While some restaurants like Ruby Tuesday and Brio Italian were forced into bankruptcy, others pivoted to survive. As we emerge from the worst effects of the pandemic and diners head back to restaurants, we’ll look at how the restaurant industry has evolved over the last two years.
COVID quarantines and subsequent dining-out restrictions caused foot traffic and sales revenue to sink at restaurants. As restrictions loosened, consumers resumed dining in person, particularly outdoors.

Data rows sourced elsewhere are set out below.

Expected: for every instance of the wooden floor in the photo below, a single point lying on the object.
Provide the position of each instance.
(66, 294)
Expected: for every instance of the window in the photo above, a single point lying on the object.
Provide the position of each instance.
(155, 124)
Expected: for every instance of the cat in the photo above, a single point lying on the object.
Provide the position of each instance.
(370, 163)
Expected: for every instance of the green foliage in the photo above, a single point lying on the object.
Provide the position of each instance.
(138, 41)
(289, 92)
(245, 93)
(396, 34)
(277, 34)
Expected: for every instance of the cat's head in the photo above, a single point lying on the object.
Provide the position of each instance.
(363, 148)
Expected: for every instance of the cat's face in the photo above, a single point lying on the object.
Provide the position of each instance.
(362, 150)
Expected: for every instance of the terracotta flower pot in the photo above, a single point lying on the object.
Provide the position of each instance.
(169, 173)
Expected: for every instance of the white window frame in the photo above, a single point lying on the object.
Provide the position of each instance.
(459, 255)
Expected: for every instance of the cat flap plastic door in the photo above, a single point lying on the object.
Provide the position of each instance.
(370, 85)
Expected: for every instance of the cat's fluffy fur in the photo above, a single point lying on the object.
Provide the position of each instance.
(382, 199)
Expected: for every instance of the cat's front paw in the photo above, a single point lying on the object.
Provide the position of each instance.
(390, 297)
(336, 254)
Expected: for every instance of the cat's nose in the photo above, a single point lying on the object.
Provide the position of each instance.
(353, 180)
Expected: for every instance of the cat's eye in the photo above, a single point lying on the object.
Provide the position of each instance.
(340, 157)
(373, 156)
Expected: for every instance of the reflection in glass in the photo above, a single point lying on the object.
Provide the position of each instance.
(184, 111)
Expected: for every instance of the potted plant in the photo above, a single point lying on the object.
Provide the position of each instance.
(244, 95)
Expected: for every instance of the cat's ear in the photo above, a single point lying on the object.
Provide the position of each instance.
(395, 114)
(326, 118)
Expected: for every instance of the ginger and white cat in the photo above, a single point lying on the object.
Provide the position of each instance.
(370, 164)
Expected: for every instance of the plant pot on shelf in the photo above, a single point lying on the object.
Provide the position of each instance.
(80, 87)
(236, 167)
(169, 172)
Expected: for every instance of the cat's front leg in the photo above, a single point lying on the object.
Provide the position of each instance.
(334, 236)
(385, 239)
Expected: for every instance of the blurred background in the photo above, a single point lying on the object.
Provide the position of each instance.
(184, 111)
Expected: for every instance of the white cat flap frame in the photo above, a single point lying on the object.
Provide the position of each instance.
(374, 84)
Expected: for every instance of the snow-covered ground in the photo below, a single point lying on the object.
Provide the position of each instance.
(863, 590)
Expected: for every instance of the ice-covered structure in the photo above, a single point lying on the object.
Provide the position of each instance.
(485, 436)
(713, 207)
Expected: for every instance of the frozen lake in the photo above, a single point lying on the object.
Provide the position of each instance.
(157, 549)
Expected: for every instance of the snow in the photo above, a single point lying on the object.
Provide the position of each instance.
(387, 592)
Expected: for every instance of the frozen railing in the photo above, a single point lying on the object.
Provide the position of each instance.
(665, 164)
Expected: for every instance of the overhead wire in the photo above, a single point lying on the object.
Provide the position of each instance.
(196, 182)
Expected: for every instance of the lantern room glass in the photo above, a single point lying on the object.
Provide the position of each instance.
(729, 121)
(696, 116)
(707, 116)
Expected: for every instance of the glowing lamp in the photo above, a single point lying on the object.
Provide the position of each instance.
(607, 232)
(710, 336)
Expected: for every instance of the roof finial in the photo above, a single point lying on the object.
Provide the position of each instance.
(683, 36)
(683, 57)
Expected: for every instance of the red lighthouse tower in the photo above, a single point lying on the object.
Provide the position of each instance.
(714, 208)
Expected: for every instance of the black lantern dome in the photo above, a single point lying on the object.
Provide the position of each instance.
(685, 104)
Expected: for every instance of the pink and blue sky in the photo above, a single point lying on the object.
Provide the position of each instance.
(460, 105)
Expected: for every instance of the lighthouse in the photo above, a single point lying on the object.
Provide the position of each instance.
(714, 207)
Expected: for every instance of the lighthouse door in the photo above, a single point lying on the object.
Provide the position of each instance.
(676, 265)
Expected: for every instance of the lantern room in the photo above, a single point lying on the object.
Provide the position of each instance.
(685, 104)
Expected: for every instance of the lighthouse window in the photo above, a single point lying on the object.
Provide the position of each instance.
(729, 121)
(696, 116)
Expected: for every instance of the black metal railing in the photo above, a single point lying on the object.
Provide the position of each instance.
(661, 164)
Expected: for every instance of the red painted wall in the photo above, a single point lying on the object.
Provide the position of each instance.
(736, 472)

Labor shortages are especially pronounced in the restaurant industry, due to the arduous work, uncertain pay and poor conditions. These staff shortages are acting as a brake on full dining recovery.
The Sunbelt region has seen outstanding recovery rates, particularly for Florida and Texas markets.
Restaurants pivot to stay profitable with outdoor dining and takeout and, in some cases, robotic back-of-house and server roles.
Consumers are hungry for novel and fun experiences when they dine out. The growing demand for experiential dining is spurring live music, global and chef-driven cuisine and the rebirth of eatertainment.